Meal Prep 101: Top 5 Reasons Why You Need to Prepare Your Meals Ahead of Time

Meal PrepTop 5 Reasons Why You Need to Prepare Your Meals Ahead of Time

It may seem silly to pack your lunch for work or school, but it is something that needs to be taken seriously by anyone who takes working out seriously. There are countless reasons why prepping your meals is highly recommended, but I will touch on my top five reasons why you need to prepare your meals ahead of time.

I have had my meal prep system in place for a while and it works exceptionally well because everyone knows what I need to do and when I need to do it. It is so important to have an understanding support group behind you on this one. My method is to basically cook my meals, sans breakfast (sort of), for the entire upcoming week. I normally do this on Sundays, but I may cheat and start cooking some vegetables on Saturday as well.

Like I said, there are so many reasons, but I am looking at my top five only for the sake of this post.

Control Your Macros

In order to take your bodybuilding regimen seriously, your diet needs to be spot on (the majority of the time at least). We all know, or at least you should know, how many grams of protein, carbs and fats we are taking in every day. The numbers will vary depending on loading days or your scheduled routine for that particular day, but we should already know our meal schedules for the upcoming week.

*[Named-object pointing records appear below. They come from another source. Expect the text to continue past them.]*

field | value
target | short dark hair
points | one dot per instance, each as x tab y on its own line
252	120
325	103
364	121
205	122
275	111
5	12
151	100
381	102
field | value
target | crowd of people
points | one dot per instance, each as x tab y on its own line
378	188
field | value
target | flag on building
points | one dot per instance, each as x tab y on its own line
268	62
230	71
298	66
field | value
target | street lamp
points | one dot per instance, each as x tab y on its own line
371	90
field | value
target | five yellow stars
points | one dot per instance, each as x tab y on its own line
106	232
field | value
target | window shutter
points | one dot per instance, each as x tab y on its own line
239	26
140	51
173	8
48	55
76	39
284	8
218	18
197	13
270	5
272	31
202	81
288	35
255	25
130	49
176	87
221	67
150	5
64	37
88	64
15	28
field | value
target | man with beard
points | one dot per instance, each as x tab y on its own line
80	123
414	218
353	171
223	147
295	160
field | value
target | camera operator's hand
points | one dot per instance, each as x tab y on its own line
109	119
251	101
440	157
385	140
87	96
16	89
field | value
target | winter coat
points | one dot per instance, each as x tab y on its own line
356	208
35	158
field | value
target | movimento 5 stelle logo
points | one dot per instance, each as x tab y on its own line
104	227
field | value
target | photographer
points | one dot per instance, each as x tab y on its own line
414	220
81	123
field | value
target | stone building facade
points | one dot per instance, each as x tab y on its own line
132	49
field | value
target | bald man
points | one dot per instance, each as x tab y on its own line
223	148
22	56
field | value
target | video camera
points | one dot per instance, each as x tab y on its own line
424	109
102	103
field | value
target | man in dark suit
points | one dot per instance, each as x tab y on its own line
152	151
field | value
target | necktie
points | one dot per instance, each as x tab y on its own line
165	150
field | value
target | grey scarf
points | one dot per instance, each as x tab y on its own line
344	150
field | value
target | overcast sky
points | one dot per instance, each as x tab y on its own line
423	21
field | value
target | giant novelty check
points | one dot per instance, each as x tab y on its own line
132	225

Sounds a little anal to most I am sure, but I know what every one of my meals will consist of during the entire week because the meals have already been prepared and portioned ahead of time. The ideal method is to use a food container with three sections to separate your foods, or just mix them all up. The important part is that you have the macros for that meal properly labeled. If I am scheduled for a meal of 40/40/20 (protein %/carbs %/fats %), I grab it and go. This is not just a work solution. This also takes care of dinner and even weekend parties where I bring my own food.

My meals typically range about 500 calories with 200 calories each of protein and carbs (40 grams each) and 100 calories of fat (11 grams). How do I know this to the tee? I measure my meals before placing them in their food container. Knowing what I need to eat for each meal makes getting your daily macros as easy as pie.

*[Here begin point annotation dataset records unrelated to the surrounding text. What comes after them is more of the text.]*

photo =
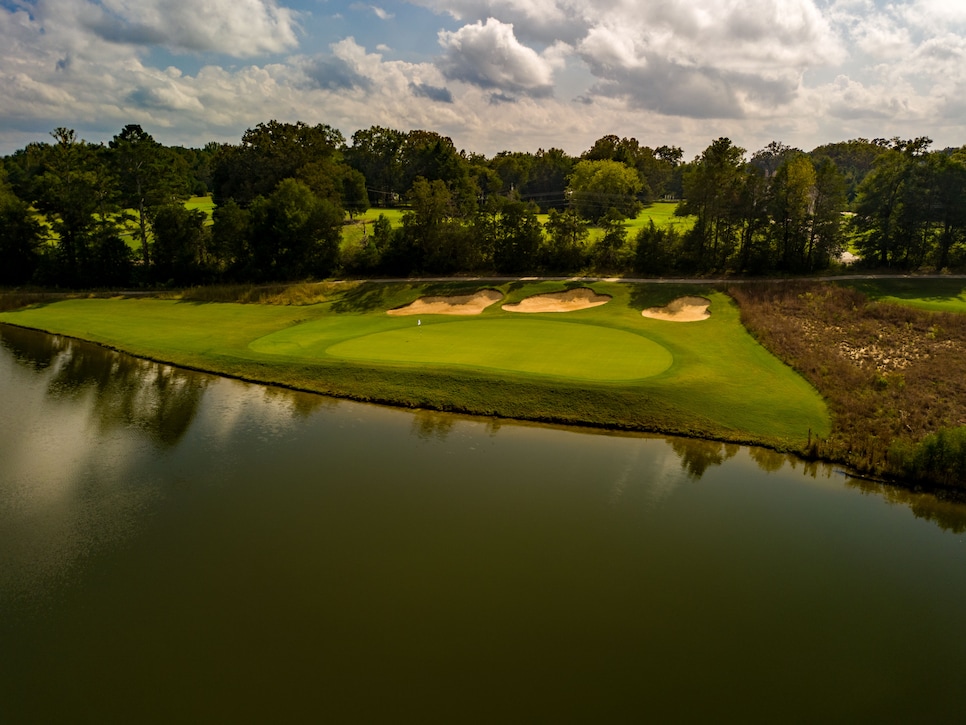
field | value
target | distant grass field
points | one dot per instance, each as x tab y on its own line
607	366
935	295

Control Your Caloric Intake

Along the same lines of controlling your macros is controlling your calories. This is less important for us because we are burning more calories by simply adding lean muscle to our bodies. Knowing the amount of calories in each meal does help us to ensure that we are staggering the totals of our daily caloric intake. You want to keep your body guessing, so that it does not becomes accustomed to the same thing every day.

Control Your Meal Times

If you know when you are eating and what you are eating at those times, then you will know when you will get hungry as well. The beauty of proper eating is that you will never experience hunger. Once you know how much your body needs to achieve the goals that you have set, you will eat before your body gets hungry.

The purpose of control meal times though is to split your macros evenly throughout the day to ensure that you are not eating all of your protein (or carbs or fats) in one sitting. You want even macro spreads throughout the day. I will the first one to say that I do not wake up in the middle of the night to eat though. Some people do, but I basically spread my macros out throughout the hours when I am awake.

Control Cheating

If you know what you are going to eat, you will control cravings and not cheat. Of course, this assumes that you have your will power under control, but that is actually fairly easy to control. If you want something bad enough, you will do anything possible to get it. Cheat meals are good for some people. Some look forward to them. I really do not have cheat meals in the regular sense. To me, eating too much fruit is cheating. Some think that is crazy, but it feels like cheating to me. I have no desire to eat a bowl of french fries or foods similar to that. I have been down that road and it is not for me. My body is drained when I do things like that, so I simply do not.

Control Your Time

We are all busy. My calendar is stretched thin every single day. I am on the go from the minute I wake up. I get home around dinner time, but that is when I lift, then I eat dinner. By that time, it is around 7:00 PM or so. That is family time until the kids go to sleep. After that point, I have plenty to do to keep myself busy until it is time to lay down for the night. If I was to have to cook dinner every night, I would live off of lunch meat in order to try and stay with lean meats. If I did that, my sodium intake would be through the roof. By prepping meals, my dinner is ready to go when I am.

Like I mentioned, these are only five of the reasons why meal prepping is so important to bodybuilding, but there are so many more. The thing to remember is that what you put into your body is more important than what you lift with your body.